L’association Reporters sans Frontières (RSF) réclame «l’ouverture des frontières» et «des sanctions pour les crimes commis par l’armée (sioniste)» à Ghaza.
L’appel de RSF survient suite à l’annonce, mercredi soir, d’un accord sur un cessez-le-feu entre le mouvement de la résistance palestinienne et l’entité sioniste.
«En un an et trois mois (d’agression sioniste) à Ghaza, l’armée sioniste a tué plus de 150 journalistes palestiniens dont au moins 41 dans l’exercice de leurs fonctions», dénonce le directeur général de RSF, da,s un communiqué.
«Le cessez-le-feu conclu le 15 janvier (…) doit permettre d’ouvrir l’accès du territoire aux journalistes», estime-t-il.
Cet accord «interrompt plus de quinze mois (d’agression sioniste) qui ont fait de la Palestine le territoire le plus dangereux au monde pour les journalistes», poursuit ce responsable.
«Après l’accord de cessez-le-feu, le travail des reporters locaux et internationaux est plus crucial que jamais.
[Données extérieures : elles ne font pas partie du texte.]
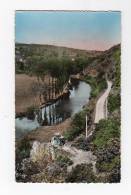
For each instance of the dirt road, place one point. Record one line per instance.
(100, 105)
Il accompagnera celui de la justice. Pour cela, les journalistes internationaux doivent au plus vite accéder de manière indépendante au territoire assiégé», insiste-t-il.
RSF réitère son appel «d’autoriser d’urgence l’hospitalisation du journaliste d’Al Jazeera Fadi al Wahidi hors de la bande de Ghaza».